Le parole / Il ds del Torino è intervenuto in una trasmissione televisiva: "Torino non è una piazza facile, mi sono ritagliato uno spazio con tanta fatica e arrivando dalla gavetta"

CONTE, BIANCHI E TOTTI

Italy v Bulgaria - UEFA EURO 2016 Qualifier

Su Antonio Conte, molto amico di Petrachi nonchè conterraneo: "Ho trovato io la prima panchina ad Antonio. Io penso che se gli danno la possibilità di avere carta bianca, per quanto riguarda decisioni importanti, credo che rimanga al Chelsea. Proverà a fare l'assalto alla Champions League: l'effetto ambientale è importante, perché vivere in Inghilterra non è il massimo. Ma lui è talmente ambizioso, che se fanno quello che gli chiede rimarrà con i britannici. Antonio è stato bravissimo nella gestione di Terry. Io come bandiera ho lasciato che scadesse il contratto di Bianchi e la gente mi ha odiato. Io non avevo proprio nulla contro di lui, anzi, lo ritengo un ragazzo intelligente e a modo. Ma nel 4-2-4 non faceva parte del progetto. Avrei potuto tenerlo e fargli fare panchina e mi sarei preso meno pernacchie, però poi abbiamo ottenuto molto, anche senza l'apporto di Rolando. Alcuni lo avrebbero tenuto per non avere problemi, ma noi avevamo un'idea precisa di gioco e ritenevamo che lui non c'entrasse molto, essendo un tipo di centravanti che si trova meglio a fare reparto da solo."

calciomercato, Petrachi

Riguardo a Totti e il Napoli: "La gestione di Totti non è facile per nessuno: vederlo giocare a quest'età è ancora un piacere, ma bisogna avere la forza di smettere quando si è ancora qualcuno.
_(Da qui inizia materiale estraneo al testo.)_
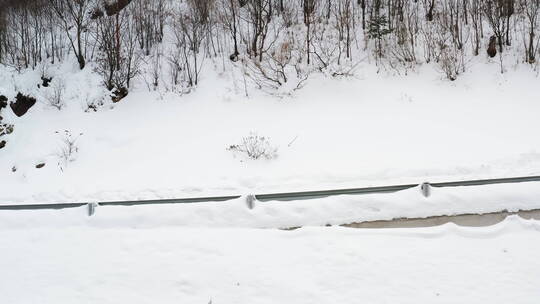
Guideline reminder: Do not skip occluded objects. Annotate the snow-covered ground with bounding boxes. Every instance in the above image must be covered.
[0,61,540,204]
[0,217,540,304]
[0,182,540,230]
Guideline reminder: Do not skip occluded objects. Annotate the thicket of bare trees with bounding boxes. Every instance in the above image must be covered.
[0,0,540,98]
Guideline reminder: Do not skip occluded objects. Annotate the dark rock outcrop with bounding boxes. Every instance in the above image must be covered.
[9,92,36,117]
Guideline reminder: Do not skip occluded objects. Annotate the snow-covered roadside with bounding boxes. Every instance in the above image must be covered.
[0,217,540,304]
[0,182,540,229]
[0,59,540,204]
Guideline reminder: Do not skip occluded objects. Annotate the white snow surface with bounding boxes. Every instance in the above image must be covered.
[0,182,540,230]
[0,59,540,214]
[0,216,540,304]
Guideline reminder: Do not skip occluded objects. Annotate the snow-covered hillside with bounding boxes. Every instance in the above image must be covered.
[0,60,540,204]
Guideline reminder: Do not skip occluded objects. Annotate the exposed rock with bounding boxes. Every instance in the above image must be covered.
[0,124,13,136]
[9,92,36,117]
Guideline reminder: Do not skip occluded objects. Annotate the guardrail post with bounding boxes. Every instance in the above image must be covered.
[88,203,98,216]
[420,182,431,197]
[246,194,257,209]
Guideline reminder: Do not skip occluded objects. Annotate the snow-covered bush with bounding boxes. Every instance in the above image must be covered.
[227,132,278,160]
[43,77,66,110]
[242,41,309,96]
[56,130,82,171]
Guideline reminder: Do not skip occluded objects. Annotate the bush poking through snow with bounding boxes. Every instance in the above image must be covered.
[227,132,277,160]
[56,130,82,171]
[44,77,66,110]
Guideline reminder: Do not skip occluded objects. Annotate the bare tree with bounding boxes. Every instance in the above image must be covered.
[50,0,92,70]
[520,0,540,64]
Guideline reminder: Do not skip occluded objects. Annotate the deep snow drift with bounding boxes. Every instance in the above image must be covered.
[0,217,540,304]
[0,59,540,204]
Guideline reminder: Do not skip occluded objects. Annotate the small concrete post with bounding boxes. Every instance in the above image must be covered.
[88,203,98,216]
[246,194,257,209]
[420,182,431,197]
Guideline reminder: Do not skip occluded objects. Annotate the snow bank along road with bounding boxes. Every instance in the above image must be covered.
[0,176,540,228]
[0,216,540,304]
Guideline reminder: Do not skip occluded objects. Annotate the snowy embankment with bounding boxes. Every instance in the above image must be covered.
[0,216,540,304]
[0,62,540,216]
[0,182,540,230]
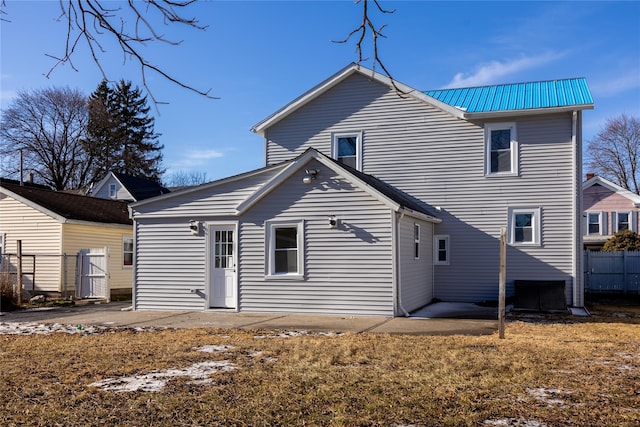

Ti devi rendere conto che non hai più tempi, non hai più i ritmi".

"Il Torino non si scansa contro il Napoli: all'andata, anche perchè avevamo qualche giocatore non al meglio, abbiamo fatto una figuraccia, domenica andremo in campo per dimostrare che il Toro dell'andata non è quello del ritorno."